Still, I let the mystery continue to unravel. The second morning home, I had some phone calls to make, outside on the top balcony, in the -6 degree morning. So I put on my snow boots and parka, and spent almost an hour on the phone calls. When I went back downstairs to put my snow boots away under the shelf, I noticed a greyish shadow. Aha!, I thought. I bet that’s the little creature. And it was, a little grey mouse with brown fur on its back. Very desiccated. It must have eaten some of the poison. I was glad the mystery was solved, and that the mouse would no longer be leaving little turds all over the place.

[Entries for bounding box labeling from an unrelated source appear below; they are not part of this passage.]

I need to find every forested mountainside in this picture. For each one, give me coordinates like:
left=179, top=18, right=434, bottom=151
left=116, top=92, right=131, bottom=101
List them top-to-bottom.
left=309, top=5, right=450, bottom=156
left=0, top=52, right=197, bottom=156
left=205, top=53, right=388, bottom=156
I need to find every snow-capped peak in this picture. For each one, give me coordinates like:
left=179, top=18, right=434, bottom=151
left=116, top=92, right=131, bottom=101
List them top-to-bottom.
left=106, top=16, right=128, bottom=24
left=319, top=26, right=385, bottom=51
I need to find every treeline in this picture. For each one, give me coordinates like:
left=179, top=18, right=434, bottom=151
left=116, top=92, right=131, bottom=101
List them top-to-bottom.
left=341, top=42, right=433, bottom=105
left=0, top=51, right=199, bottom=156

Ahimsa: the practice of non-harming
(If this seems callous to you, dear reader, I hope it might improve your opinion of me if I tell you how I have struggled over the years with humane ways of catching mice in live traps, and releasing them into the wild, and crying when Donald catches and kills them. It is not something I take lightly, to kill a mouse, and in the end I decided that having a hygenic space was more important to me than the life of the mouse. This is the one exception I make to my practice of ahimsa or non-harming of other living creatures. It sounds like an excuse, and I know the Jains would do it better. But I do lay each little corpse under a tree outside and wish it blessings on its soul.)
Then I noticed something that almost made me throw up. There were white things, bigger than a grain of rice, all around the mouse. They weren’t moving. Luckily. But there was no doubting they were maggots. Yuck!!! One of the grossest, most disgusting things on earth, in my experience. I guess they must have frozen to death before they could spread very far. A point in favour of letting the house get cold while I am away…
So the immediate order of business was to get rid of the mouse and maggots, and clean up all around there. The universe has such nice ways of showing me I am not in control… I sometimes wonder (well, often, actually) what the hell I’m doing here! But then there’s silent snow falling through the trees, or a deep, starry black night, and I’m glad to be at Monkey Valley.